Patients with SIRS/sepsis were able to oxidize 0.15 g/kg/h of lipid, which would correspond to 3.6 g/kg if lipid infusion was continued for 24 h. This suggests that despite the caution shown by many centers in administering lipids to septic infants and children, most are able to oxidize considerable amounts of lipid. There may be advantages to maintaining lipid infusion in SIRS/sepsis, as decreasing metabolic VCO2 could decrease respiratory load. In the present study, we infused lipid at a relatively high rate, with a low rate of glucose administration.

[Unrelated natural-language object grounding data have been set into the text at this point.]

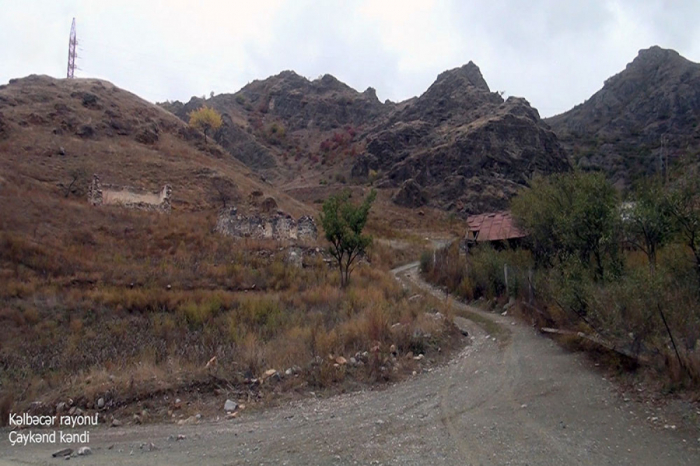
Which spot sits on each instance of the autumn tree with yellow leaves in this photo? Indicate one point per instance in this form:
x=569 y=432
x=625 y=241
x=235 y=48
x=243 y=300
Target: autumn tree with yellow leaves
x=205 y=119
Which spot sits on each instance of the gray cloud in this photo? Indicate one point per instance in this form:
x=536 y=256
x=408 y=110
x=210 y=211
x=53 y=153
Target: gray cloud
x=555 y=53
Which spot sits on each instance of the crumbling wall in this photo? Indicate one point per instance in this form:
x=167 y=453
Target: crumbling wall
x=279 y=226
x=126 y=196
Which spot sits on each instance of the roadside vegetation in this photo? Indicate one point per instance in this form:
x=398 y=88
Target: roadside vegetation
x=131 y=306
x=621 y=270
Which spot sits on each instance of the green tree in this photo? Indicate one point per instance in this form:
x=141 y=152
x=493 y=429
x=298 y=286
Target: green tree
x=571 y=214
x=205 y=119
x=684 y=201
x=647 y=220
x=343 y=223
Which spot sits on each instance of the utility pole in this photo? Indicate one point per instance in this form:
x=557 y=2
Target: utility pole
x=72 y=54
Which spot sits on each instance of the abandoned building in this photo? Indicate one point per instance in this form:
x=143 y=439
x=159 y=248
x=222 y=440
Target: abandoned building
x=126 y=196
x=279 y=226
x=497 y=228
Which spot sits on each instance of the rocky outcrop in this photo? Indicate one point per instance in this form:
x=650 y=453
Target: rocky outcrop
x=279 y=226
x=463 y=148
x=410 y=195
x=643 y=116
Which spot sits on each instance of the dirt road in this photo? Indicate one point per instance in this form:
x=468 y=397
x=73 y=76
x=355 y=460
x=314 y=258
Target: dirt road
x=517 y=399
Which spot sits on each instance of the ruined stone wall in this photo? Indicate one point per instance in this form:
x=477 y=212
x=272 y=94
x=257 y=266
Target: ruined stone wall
x=99 y=194
x=279 y=226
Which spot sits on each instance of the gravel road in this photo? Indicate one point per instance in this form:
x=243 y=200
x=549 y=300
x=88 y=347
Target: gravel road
x=517 y=399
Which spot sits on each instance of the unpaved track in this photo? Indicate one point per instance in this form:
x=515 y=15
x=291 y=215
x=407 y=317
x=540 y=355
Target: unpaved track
x=520 y=400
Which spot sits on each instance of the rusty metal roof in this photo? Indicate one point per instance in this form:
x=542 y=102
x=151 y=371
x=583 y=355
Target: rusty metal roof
x=495 y=226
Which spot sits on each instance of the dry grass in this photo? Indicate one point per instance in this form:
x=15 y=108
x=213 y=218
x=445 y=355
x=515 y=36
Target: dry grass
x=127 y=304
x=624 y=312
x=101 y=308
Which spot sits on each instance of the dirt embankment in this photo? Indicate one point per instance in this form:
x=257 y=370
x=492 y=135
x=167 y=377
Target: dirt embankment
x=510 y=397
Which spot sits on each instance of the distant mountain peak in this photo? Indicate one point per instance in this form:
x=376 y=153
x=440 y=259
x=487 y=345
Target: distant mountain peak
x=469 y=73
x=655 y=54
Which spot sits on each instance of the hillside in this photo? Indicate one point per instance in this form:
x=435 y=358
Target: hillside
x=457 y=147
x=127 y=305
x=54 y=134
x=647 y=113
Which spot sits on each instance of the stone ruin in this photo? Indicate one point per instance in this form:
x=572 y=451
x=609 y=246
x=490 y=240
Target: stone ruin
x=279 y=226
x=126 y=196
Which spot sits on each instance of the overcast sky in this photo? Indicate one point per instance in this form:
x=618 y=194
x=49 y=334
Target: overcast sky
x=555 y=53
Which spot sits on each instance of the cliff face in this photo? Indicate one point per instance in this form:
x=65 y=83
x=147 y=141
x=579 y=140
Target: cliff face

It is likely that lower amounts of lipid would also be adequately oxidized provided that carbohydrate administration is not excessive. Another note of caution is that even in the absence of exogenous lipid, the baseline TG levels of SIRS/sepsis patients was significantly higher than those of controls. Monitoring of TGs during lipid infusion in patients with SIRS/sepsis is probably even more important than in other infants and children. Because of the short-term nature of the test used, we are only able to measure the ability of infants and children to oxidize lipid when challenged with a sudden increase. Adaptation may well take place when lipids are administered for longer, but lipid administration over a longer period could conversely potentially lead to lipid intolerance.

In this study, we examined only oxidation of i.v. lipid rather than utilization for other purposes. Lipid storage or utilization in other metabolic pathways could be impaired in septic infants and children, but this would best be measured by stable isotopic methods. Another shortcoming of our study is the large interpatient variability; we tried to overcome this by using paired statistics (i.e. repeated-measures ANOVA or paired t tests). There could, however, be other important differences, for example, differing responses according to age, which would become apparent if more patients were studied from matched groups.

In conclusion, we have demonstrated that infants and children with SIRS and sepsis are able to oxidize exogenous lipid at clinically relevant infusion rates.